В конце концов редакторы Artforum решили не публиковать серию Centrefolds, опасаясь, что утонченные попытки Шерман пристыдить зрителя за его порнографический взгляд будут неверно истолкованы. И снова в этих фотографиях поражала задумчивость ее персонажей, погруженных в свои мысли, словно они ожидали, как выразилась Малви, «в своей вынужденной пассивности, письмá или телефонного звонка».

Но эти услужливо застенчивые, скромные, сексуально пассивные, вызывающе-загадочные персонажи вуайеристского маскарада Шерман, сыграв свою роль, постепенно исчезли. По мере того как наступали 1980-е, с женщин в работах Шерман как будто сползал толстый слой гладкой косметики, маска женственности постепенно таяла, открывая таящихся под ней чудовищ. В 1984 году французский Vogue заказал ей фотосъемку коллекций одежды Comme des Garçons и Issey Miyake.
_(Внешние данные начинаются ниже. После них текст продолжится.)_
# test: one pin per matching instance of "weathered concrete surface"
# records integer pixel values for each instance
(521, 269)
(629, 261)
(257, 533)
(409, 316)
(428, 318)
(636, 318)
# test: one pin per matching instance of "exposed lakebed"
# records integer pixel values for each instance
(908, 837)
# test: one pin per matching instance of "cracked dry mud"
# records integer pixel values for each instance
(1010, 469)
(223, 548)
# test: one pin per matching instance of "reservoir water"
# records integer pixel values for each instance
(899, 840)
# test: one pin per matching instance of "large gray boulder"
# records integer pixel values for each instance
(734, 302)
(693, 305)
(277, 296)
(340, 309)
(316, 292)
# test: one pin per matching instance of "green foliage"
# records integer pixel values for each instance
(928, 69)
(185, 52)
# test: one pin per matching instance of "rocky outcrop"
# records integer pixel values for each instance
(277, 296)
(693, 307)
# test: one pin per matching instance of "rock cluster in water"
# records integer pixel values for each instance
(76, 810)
В процессе работы она демонстрировала наряды, одновременно издеваясь над штампами индустрии моды. В Untitled # 137, например, на сидящую Шерман накинуто тяжелое дизайнерское пальто ржавого цвета, толстая ткань собирается в складки на ее сутулой хрупкой фигуре, ее волосы растрепаны, макияж размазан, а акцентированно большие грязные руки на переднем плане лежат на голых коленях. Даже выражение ее лица идет вразрез с общепринятым образом модели модной фотосессии, поскольку она выглядит скорее подавленной, чем веселой или мечтательной. В 1985 году Шерман получила заказ от Vanity Fair на создание иллюстраций к волшебным сказкам. У Шерман получилась серия карикатур, как будто она задалась целью сорвать маски с чародеек и принцесс.

В 1986 году Синди Шерман завершила свой акт исчезновения. В серии фотографий под названием Disasters она удалила себя из фотографического изображения и заменила человеческую фигуру расчлененными частями тел, разбросанными по отравленным пустошам. В Untitled # 167 из кишащей насекомыми грязи торчат женские пальцы с ярким маникюром, как если бы одну из очаровательных женщин Шерман похоронили в неглубокой могиле, и она теперь пыталась выбраться из нее. Рядом в грязи валяются кончик носа, ухо, губы и — что самое страшное — в зеркале брошенной пудреницы отражается уставившееся на зрителя перевернутое отвратительное лицо.





89

Ibid.

90

Цит. по: Respini E. Cindy Sherman. New York: Museum of Modern Art, 2012. Р. 30.

91

Mulvey L. A Phantasmagoria of the Female Body…

92

Цит. по: Berne B. Studio: Cindy Sherman (interview). 1 June 2003 // tate.org.uk

93

Cindy Sherman: Nobody’s Here but Me. Arena. BBC. 24 April 1994.